Sometimes I too, think philosophy is a dead end but no, it isn't.

  • 1
    Your description of the "modern era" looks like it's largely true all through recorded history. The "information junky" is new, but things like doing what feels good, acting on emotion, dislike of thinking, and accepting what is handed to us have a long, long tradition. Commented Oct 23, 2018 at 16:58

Philosophy is as useful as ever. The trick would be to notice that what we call philosophy in the Western academic world, which is not useful, is a narrow approach and only a small part of philosophy.

There is much discussion of the usefulness of philosophy in academia at this time and the professors are having a tough time with those who believe it has none. Philosophy remains as useful as ever but it will not appear so if we only know what is taught in our universities.

I'm in danger of 'banging on' too much but would point out that what distinguishes Western academic philosophy is a rejection of most of philosophy. Given its subsequent uselessness we ought to be questioning this rejection.

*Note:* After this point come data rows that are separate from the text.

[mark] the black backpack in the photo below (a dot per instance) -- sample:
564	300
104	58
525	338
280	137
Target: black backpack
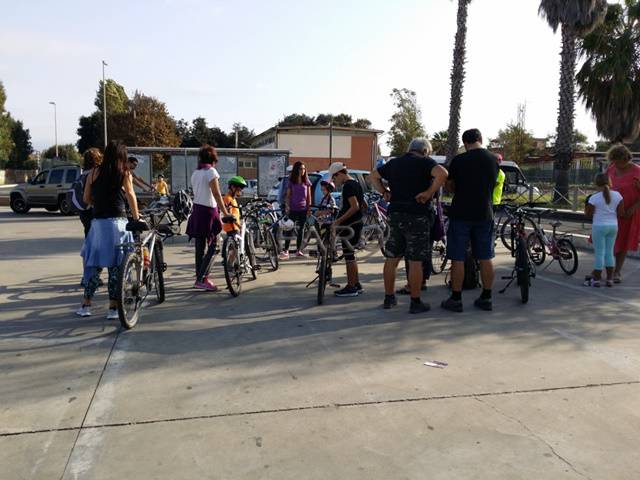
471	272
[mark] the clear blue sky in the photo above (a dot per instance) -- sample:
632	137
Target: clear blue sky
254	61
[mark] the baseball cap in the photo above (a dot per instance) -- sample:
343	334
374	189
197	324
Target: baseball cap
335	167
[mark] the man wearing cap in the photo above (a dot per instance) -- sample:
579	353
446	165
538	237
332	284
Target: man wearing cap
350	215
413	180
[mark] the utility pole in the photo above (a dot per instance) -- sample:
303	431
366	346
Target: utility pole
55	124
104	103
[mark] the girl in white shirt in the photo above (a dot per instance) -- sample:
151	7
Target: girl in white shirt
604	207
204	223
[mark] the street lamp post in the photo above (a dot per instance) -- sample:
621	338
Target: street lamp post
55	124
104	103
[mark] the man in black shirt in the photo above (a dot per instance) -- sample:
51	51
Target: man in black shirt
472	178
350	215
413	179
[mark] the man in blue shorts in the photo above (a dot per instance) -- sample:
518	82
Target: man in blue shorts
472	178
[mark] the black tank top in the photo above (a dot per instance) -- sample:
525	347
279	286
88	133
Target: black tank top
108	200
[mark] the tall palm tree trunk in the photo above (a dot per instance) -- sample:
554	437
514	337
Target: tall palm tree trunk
566	108
457	80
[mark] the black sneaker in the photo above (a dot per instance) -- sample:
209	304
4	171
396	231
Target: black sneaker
483	304
452	305
419	307
348	291
390	302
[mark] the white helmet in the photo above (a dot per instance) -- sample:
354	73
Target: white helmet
286	224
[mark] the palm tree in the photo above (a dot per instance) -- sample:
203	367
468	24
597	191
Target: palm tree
609	80
439	142
457	80
577	18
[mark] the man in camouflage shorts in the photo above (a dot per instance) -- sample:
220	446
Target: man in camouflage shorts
413	179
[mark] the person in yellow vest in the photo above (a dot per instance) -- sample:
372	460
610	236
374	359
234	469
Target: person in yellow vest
236	184
497	191
161	186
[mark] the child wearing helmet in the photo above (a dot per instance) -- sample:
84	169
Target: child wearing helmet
236	185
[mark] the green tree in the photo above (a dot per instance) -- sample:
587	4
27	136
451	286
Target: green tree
6	143
22	149
576	18
457	79
406	122
66	152
609	79
439	142
516	142
579	142
117	99
90	131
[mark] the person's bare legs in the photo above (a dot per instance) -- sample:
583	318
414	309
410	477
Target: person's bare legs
487	273
415	278
389	274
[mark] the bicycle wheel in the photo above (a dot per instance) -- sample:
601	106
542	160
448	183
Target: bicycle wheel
505	230
251	256
522	269
439	257
567	256
129	286
158	272
536	248
232	269
322	277
272	250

You're right to say that our society does not value philosophy much but this is the fault of the modern philosophy department and not an indication of the uselessness of philosophy. We must be careful not to confuse the workmen with the tools.

To 'consolidate these differences' would be to get rid of them. This would require studying philosophy as a whole and seeing the bigger picture. In reality there are almost no differences between philosophers in respect of their established logical results. They all agree that metaphysical questions are undecidable. It is the variety of ways in which they respond to this result that creates all the differences. If we have no interpretation for it then philosophy becomes useless. if we have one then it becomes invaluable.

The problem is that there is only one reasonable interpretation and it is rejected by the Western tradition or 'Academy', leaving it stranded up a creek without a paddle. To give philosophy utility would require adopting a dispassionate approach and studying the whole of it.

You might like to check out a professional website called 'Daily Nous'. It's been a while since I visited but they usually have long discussions going on about how to show that philosophy is useful in the face of all the current criticism. You won't find a solution there but the discussion is interesting for its lack of ideas.

  • 1
    Did you just assume OP's frame of reference? But I agree with your sentiment, it is as if philosophers have started preaching to the choir instead of writing new songs.
    – christo183
    Commented Oct 23, 2018 at 12:55
  • @christo183 - Quite so. Or preaching to the choir before learning all the songs. I'm not sure what you mean by the 'frame of reference' comment. I'm assuming he means university philosophy and Western society. .
    – user20253
    Commented Oct 24, 2018 at 11:53
  • A bit of tongue in cheek: OP may be a Buddhist with no knowledge of Western philosophy, there is no mention of his frame of reference, which would upend the whole interpretation. But of course, we all know where he comes from.
    – christo183
    Commented Oct 24, 2018 at 12:08
  • 1
    As for "preaching to the choir" it seems to me that philosophy, daunted by the success of Science, have become some sort of yes-man to the empirical studies. Framing the narrative of Science to accede to popular sentiment. And thereby leaving Science metaphysically impoverished. So then to OP's question it would be "yes", but only if W/Phil makes a 180 degree adjustment to its focus.
    – christo183
    Commented Oct 24, 2018 at 12:12
  • @christo183 - If he was a Buddhist he wouldn't be asking the question. That he is not is very clear. I agree about ';science-envy'.